Three players stalk through a dormitory, with a dead body on the floor in front of them.

Screenshot by Small Impact Games.

This inconsistently high lethality is what makes Marauders encourage villainous, little rat-like play, especially as a solo player like myself. I know that fighting more than a single enemy is a death sentence, and the echoing sound of footsteps convinces me that enemies are everywhere. I sprint through rooms, most of which are empty, and sift through boxes of synthetic fibers and metal scrap. Eventually I stumble into a room with a person, and I panic and shoot. The person dies. Another room, I see a man with a rifle. He fires a heavy round at me, and I know that if I fight him I will die, so I run through the labyrinthine space station.

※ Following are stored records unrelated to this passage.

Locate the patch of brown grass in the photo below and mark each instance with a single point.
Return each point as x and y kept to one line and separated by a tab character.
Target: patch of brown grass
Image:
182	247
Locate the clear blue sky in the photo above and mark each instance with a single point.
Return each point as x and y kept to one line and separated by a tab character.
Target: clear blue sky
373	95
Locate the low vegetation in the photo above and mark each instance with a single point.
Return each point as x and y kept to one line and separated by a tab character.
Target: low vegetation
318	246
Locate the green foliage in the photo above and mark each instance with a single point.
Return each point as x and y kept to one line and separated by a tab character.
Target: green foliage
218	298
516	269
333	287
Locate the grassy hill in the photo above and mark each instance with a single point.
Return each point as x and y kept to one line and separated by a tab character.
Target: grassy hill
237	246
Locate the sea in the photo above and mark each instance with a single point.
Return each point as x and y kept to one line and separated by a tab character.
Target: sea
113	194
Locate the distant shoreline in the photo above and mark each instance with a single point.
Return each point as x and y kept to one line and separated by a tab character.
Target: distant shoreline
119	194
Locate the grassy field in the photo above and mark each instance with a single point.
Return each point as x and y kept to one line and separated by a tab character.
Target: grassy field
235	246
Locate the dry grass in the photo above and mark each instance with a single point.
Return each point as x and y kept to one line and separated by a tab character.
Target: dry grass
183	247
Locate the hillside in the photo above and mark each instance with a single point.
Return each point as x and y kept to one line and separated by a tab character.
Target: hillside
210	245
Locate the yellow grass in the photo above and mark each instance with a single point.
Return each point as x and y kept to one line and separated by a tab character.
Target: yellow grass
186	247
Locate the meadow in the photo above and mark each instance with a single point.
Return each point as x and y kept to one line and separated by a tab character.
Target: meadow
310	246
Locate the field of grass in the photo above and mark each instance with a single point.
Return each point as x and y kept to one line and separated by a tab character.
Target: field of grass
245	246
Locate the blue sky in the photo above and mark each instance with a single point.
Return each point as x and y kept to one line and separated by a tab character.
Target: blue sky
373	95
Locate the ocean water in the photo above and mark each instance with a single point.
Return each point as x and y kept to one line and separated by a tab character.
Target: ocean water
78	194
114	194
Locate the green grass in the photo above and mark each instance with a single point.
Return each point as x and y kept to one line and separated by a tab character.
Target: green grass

Where a game like Hunt: Showdown prioritizes meticulously crafted, distinctive maps, which players memorize to predict their foes’ approach, Marauders’ maps are filled with identical hallways, and symmetrical layouts. Getting lost is simple, and mapping the stations can feel impossible. This is exacerbated by the desperate, scrambling combat of a solo player. Forgetting which airlock your ship is docked at is common, forcing you to sprint around the base testing every exit as the clock ticks down on your oxygen. If you’re lucky, you’ll manage to startle and kill another player, allowing you to steal their Captain’s Keycard, and their ship. If you’re unlucky, you’ll be forced to exit through one of the station’s escape pods. If you’re unluckier still, you’ll asphyxiate.

Avoiding these fates requires as much luck as it does skill. Sometimes, even if you’ve managed to equip yourself well, you have a bad day. You spawn in, with full armor, and an NPC happens to land a few rifle shots on you early in a fight. You kill him, but you’re hurt. A minute later, before you’ve given yourself time to scavenge for healing items, his friend gets close with a shotgun. You miss your first two shots, and then you’re dead on the floor. Other times you will enter a ship with only a pistol, and, by stumbling upon enemies at the right moment, work your way up to the game’s most powerful firearms.

This scrabbling dynamism is what sets Marauders apart. The game, which draws heavily from the aesthetics of the Cold War, sees you play as a pirate, caught between two dying empires. Every ship and station you attack is ramshackle, and their stewards are poorly trained, but that doesn’t matter because they are so much bigger than you. You are a tiny thing which survives, crudely, until it is crushed underfoot.